5 Open Problems/Future Challenges

  1. 1.

    Real world data. Despite the convenient availability of well-curated datasets with many thousands of data rows, actual industry datasets are usually orders of magnitudes larger. This has consequences for their internal data topology and thus the performance of ML algorithms; e.g. [3] observe that variance error can be expected to decrease as training set size increases (though this might have nothing to do with variance in the dataset itself).

  2. 2.

    Interactive machine learning. We have demonstrated experiments with different weight vectors in our approach regarding anonymization. However, data utility is highly subjective w.r.t. the specific area of application; therefore choosing the importance of attributes with regard to the particular environment is best done by a human. The problem of (k-)anonymization thus lends itself to interactive Machine Learning (iML) with a human-in-the-loop approach [8, 9, 11]. We have implemented software for iML Anonymization and are currently collecting test results which will soon be ready for publication.

  3. 3.

    Real world algorithms. While we only anonymizing our datasets via simple k-anonymization through greedy clustering, there are much more sophisticated algorithms available, capable of fine-tuning generalization levels to the specific data topology of an input set in order to minimize information loss. It remains to be seen if such algorithms can still profit from removal of outliers as a pre-processing step.

  4. 4.

    Synthetic datasets. In recent years it has become common to augment (small) datasets via synthetically generated, additional data-points [25]. By controlling the data generation process, one would be able to also control variance-injection into a dataset.
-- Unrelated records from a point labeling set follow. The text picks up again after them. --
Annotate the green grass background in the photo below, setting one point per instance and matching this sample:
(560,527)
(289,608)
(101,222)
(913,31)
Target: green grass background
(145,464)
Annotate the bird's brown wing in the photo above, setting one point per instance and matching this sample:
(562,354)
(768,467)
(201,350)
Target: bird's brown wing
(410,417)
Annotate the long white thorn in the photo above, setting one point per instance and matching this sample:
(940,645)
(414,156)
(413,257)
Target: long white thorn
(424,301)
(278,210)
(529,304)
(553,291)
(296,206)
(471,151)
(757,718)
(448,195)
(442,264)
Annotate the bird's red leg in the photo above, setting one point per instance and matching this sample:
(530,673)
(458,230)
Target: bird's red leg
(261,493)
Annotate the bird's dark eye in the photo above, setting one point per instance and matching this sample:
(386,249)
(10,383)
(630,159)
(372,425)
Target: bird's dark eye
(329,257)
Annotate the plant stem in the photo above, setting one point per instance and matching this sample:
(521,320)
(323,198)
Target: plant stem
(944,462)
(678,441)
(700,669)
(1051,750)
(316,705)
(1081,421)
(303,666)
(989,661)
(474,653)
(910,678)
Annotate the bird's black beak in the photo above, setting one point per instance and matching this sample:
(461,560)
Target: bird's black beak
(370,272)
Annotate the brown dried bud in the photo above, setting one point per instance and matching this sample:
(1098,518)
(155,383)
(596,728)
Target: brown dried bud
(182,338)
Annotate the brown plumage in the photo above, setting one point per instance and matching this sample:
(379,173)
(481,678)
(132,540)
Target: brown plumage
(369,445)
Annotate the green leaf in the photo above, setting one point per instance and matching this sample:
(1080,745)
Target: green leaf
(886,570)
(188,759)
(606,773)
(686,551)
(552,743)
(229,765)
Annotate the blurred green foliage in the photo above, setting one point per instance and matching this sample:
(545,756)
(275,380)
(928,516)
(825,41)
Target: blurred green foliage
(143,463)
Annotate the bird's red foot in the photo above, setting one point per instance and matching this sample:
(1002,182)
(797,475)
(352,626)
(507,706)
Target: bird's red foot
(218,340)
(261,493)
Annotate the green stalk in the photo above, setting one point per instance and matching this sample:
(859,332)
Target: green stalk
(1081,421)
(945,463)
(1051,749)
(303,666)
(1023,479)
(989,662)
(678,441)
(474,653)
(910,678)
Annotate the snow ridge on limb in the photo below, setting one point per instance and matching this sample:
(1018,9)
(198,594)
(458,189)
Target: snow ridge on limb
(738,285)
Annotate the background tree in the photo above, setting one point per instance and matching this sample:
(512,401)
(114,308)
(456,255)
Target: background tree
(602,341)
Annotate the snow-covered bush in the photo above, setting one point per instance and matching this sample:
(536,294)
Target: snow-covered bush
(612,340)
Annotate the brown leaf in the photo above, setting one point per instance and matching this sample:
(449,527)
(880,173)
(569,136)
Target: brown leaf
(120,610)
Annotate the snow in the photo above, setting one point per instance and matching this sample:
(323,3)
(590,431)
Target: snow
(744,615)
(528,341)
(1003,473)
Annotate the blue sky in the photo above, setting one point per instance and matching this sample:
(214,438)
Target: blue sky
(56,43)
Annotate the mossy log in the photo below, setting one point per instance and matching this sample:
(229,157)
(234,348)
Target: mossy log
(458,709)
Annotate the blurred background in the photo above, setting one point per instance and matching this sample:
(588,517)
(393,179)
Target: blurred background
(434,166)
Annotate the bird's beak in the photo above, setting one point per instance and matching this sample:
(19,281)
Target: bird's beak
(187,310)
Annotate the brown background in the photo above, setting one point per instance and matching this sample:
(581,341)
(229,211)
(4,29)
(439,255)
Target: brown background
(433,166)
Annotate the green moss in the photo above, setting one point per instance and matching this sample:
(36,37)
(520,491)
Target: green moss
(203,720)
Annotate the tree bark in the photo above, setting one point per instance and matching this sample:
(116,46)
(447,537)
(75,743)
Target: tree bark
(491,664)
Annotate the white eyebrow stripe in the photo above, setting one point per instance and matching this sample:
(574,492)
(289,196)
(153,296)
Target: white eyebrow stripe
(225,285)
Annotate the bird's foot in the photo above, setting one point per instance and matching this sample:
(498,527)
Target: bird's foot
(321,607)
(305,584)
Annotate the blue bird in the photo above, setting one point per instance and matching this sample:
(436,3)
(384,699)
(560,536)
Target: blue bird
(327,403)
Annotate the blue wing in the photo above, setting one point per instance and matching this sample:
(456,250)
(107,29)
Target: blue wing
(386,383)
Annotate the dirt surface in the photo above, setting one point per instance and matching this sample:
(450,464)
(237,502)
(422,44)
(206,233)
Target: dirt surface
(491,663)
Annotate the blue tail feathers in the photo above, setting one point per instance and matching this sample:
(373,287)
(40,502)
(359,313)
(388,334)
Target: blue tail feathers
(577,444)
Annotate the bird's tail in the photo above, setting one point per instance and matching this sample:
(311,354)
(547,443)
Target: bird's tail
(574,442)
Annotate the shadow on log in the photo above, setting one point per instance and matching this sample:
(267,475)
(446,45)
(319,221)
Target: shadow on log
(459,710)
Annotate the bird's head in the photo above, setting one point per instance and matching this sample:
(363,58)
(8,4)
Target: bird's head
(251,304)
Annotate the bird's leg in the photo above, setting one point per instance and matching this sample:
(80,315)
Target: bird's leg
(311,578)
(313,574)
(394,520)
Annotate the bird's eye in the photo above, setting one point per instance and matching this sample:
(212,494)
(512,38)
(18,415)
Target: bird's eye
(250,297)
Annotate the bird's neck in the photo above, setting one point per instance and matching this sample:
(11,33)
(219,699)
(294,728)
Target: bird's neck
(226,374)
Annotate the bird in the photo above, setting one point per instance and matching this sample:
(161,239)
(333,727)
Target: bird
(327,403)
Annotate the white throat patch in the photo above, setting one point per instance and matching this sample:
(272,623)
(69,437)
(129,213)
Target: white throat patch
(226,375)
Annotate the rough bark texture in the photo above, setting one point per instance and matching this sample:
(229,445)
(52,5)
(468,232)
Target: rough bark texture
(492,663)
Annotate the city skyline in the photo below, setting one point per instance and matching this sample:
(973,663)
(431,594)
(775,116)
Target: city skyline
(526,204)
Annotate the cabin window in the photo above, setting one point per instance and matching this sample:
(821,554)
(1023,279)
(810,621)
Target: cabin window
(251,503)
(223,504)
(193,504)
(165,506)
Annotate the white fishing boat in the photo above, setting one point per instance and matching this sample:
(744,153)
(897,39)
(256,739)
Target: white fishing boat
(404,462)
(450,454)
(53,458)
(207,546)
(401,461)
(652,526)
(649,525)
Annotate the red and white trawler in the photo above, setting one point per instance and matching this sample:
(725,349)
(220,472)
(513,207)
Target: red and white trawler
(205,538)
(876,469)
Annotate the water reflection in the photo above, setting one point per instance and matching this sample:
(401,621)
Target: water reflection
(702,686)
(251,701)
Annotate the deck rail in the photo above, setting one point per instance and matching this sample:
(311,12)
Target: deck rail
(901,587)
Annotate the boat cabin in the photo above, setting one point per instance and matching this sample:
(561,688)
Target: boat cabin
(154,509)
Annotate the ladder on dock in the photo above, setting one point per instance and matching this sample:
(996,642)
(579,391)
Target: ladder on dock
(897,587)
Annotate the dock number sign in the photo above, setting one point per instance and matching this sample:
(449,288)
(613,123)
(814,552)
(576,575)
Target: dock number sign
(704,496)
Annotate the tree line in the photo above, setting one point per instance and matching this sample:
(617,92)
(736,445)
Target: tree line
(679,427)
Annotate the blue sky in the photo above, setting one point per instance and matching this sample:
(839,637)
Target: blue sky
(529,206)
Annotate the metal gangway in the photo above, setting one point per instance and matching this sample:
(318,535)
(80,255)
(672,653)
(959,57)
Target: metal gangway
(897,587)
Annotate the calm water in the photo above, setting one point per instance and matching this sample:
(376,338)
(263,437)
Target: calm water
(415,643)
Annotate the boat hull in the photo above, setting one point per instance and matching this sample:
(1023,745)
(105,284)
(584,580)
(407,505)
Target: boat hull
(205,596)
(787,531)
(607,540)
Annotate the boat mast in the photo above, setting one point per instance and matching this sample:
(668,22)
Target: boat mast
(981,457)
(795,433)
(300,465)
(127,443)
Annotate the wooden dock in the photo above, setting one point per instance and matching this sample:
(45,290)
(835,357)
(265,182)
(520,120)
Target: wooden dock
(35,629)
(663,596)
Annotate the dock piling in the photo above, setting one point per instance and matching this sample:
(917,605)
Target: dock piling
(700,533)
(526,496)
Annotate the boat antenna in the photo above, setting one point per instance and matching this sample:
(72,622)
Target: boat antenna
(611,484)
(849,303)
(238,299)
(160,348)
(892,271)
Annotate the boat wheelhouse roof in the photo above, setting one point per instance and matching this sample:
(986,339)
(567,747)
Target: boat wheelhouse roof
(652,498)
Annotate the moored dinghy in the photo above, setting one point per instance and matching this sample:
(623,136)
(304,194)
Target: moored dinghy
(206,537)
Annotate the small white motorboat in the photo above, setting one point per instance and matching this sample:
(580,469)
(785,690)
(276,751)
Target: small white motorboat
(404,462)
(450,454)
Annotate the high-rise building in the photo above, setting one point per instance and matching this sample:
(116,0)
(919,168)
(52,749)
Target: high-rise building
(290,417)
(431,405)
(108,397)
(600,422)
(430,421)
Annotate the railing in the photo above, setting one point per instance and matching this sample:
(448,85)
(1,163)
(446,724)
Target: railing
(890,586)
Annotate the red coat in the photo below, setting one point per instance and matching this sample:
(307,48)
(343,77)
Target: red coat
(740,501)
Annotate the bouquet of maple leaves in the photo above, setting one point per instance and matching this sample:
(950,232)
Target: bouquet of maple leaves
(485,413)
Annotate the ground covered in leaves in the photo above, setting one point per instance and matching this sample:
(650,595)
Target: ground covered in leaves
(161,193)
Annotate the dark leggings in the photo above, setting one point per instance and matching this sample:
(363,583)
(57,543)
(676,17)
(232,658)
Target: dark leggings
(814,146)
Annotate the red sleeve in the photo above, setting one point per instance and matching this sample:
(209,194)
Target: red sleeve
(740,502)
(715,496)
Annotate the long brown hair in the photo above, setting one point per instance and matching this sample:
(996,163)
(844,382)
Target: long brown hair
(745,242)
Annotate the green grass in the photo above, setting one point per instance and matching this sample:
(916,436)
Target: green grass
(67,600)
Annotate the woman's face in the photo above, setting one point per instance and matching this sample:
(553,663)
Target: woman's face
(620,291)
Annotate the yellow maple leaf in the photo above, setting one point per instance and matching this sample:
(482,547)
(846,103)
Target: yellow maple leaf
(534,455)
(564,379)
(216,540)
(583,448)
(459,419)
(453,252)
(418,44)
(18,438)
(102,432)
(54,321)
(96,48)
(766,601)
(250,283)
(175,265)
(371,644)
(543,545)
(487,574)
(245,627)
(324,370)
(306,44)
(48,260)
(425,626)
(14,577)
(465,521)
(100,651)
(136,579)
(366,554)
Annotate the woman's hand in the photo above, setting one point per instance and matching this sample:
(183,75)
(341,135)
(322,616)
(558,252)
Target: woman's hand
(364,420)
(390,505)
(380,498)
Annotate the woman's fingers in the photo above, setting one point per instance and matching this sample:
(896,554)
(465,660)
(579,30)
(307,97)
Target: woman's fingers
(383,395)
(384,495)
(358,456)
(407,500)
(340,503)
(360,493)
Therefore, instead of outlier-removal, one could enrich a dataset by introducing lower-variance data points before anonymization.

  5. 5.

    Better feature engineering. For our experiments, we considered practically all columns of the adult dataset, although some exhibited much higher variance than others. It is therefore conceivable that by careful feature engineering the basis for anonymization could be sufficiently improved, rendering outlier-removal unnecessary.

  6. 6.

    Graph structure anonymization. This includes questions of measuring structural outliers in a graph (maybe via centrality- or component-based analysis?) as well as outlier removal (do they have to be deleted or will randomly adding edges to such nodes suffice?). Our team is currently devising experiments in this direction, but our efforts are still in the early stages.

6 Conclusion

In this paper we continued our initial experiments on the effects of anonymization and perturbation of knowledge bases on classifier performance and expanded our efforts to multi-class classification, outlier-removal as well as a combined outlier/anonymization approach. Our results show that selective deletion of significant attribute values is preferable to general anonymization, insofar a dataset’s topology allows for such conduct. We have furthermore seen that reducing variance in a dataset prevents algorithms of different breeds alike from finding efficient discriminators between classes, leading to a significant degradation of machine learning performance. Finally, we were astonished to observe that combining outlier-removal with anonymization can - under circumstances - yield almost as good a performance as classification on the original, un-anonymized dataset itself. We believe that this insight, in combination with work on interactive Anonymization we are currently conducting, state-of-the art anonymization techniques (we were using a rather simple algorithm for this paper), as well as the introduction of synthetic data, will enable us to soon propose competitive Machine Learning pipelines for real-world usage to counterbalance any regulatory disadvantage European companies are currently facing on the marketplace.